Court Erred by Striking Answer as a Discovery Sanction

On April 6, 2023, the First Department issued a decision in Harry Winston, Inc. v. Eclipse Jewelry, Corp., 2023 NY Slip Op. 01840, holding that a court erred by striking a defendant’s answer as a discovery sanction, explaining:

Supreme Court has broad discretion to determine a sanction for the spoliation of evidence. In order to obtain sanctions for spoliation, a party must establish that the nonmoving party had an obligation to preserve the item in question, that the item was destroyed with a culpable state of mind, and that the destroyed item was relevant to the party’s claim or defense. A culpable state of mind for purposes of a spoliation sanction includes ordinary negligence. Even when a party is entitled to sanctions for spoliation, striking a pleading is a drastic sanction in the absence of willful or contumacious conduct and, in order to impose such a sanction, the court should consider the prejudice that resulted from the spoliation to determine whether such drastic relief is necessary as a matter of fundamental fairness. Where the moving party has not been deprived of the ability to establish its case or defense, a less severe sanction is appropriate.

Preliminarily, Supreme Court should not have stricken the answer based on defendant’s failure to produce nonparties Keren Aghjayan and Derek Ruiz for depositions, since by the date set forth on the deposition notice and subpoena compelling their depositions, defendant was no longer in control of either witness. However, spoliation sanctions were warranted for evidence that was lost or destroyed.

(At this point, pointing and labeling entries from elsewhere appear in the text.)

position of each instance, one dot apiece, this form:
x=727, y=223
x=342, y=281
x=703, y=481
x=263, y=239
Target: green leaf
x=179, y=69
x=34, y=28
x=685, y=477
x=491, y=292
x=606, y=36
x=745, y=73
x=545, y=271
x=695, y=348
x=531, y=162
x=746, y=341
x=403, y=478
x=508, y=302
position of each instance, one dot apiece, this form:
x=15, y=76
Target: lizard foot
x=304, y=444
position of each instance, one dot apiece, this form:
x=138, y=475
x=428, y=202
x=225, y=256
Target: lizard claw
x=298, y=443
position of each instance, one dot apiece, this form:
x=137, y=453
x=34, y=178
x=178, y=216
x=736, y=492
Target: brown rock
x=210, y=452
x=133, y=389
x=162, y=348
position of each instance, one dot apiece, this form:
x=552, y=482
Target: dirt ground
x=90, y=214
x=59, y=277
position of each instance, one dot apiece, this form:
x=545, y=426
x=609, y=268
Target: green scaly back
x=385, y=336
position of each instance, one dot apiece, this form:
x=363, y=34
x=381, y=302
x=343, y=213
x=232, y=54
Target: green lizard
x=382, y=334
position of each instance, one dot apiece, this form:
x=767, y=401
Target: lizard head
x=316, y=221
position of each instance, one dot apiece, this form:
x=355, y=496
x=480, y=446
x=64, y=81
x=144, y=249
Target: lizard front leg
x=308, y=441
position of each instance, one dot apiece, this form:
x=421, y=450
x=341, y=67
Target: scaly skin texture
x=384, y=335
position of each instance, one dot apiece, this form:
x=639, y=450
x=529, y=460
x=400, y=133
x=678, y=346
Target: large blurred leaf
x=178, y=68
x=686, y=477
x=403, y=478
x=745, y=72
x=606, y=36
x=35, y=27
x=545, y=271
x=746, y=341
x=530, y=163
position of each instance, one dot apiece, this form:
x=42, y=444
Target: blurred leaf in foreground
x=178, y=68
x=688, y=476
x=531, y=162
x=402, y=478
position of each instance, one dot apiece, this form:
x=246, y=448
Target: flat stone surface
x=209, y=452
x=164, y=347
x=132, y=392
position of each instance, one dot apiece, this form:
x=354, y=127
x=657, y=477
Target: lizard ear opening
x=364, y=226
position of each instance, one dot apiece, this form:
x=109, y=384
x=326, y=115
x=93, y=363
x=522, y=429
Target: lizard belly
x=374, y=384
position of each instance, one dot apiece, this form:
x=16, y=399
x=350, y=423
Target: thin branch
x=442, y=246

Defendant should have reasonably anticipated litigation by June 23, 2017 at the latest. Therefore, when evidence was discarded or destroyed at the end of 2017 or the beginning of 2018, defendant already had an obligation to preserve it. Still, defendant failed to institute any litigation hold and failed to ensure that records on the cell phone belonging to Aghjayan, defendant’s principal and a key player in the events underlying the litigation, were preserved.

Nevertheless, the drastic remedy of striking the entire answer and all the counterclaims was not warranted. Striking a pleading is usually not warranted unless the evidence is crucial and the spoliator’s conduct evinces some higher degree of culpability. Here, plaintiff failed to establish that the unavailability of the lost and destroyed evidence prejudiced it and left it unable to prosecute its action. Indeed, plaintiff argued only that its ability to defend the counterclaims was compromised. Therefore, the appropriate sanction under the circumstances should have been directed solely to the counterclaims.

Plaintiff established that defendant’s spoliation compromised its ability to defend portions of two counterclaims, and they therefore are stricken. For the third counterclaim (breach of contract), plaintiff is prejudiced by the missing records regarding the jewelry allegedly in the process of being completed when defendant received plaintiff’s termination notice on May 19, 2017, as the absence of those records will render plaintiff unable to definitely disprove any evidence of defendant’s actual costs in performing the work. For the eighth counterclaim (unjust enrichment), the items for which defendant seeks to recover damages are missing and have purportedly been discarded or destroyed, and as a result, plaintiff’s expert can no longer give a proper estimate of their worth.

Finally, because Aghjayan’s selective preservation and concealment of a text from his old phone evinces a higher degree of culpability than mere negligence, defendant is precluded from introducing the text in evidence.

(Internal quotations and citations omitted).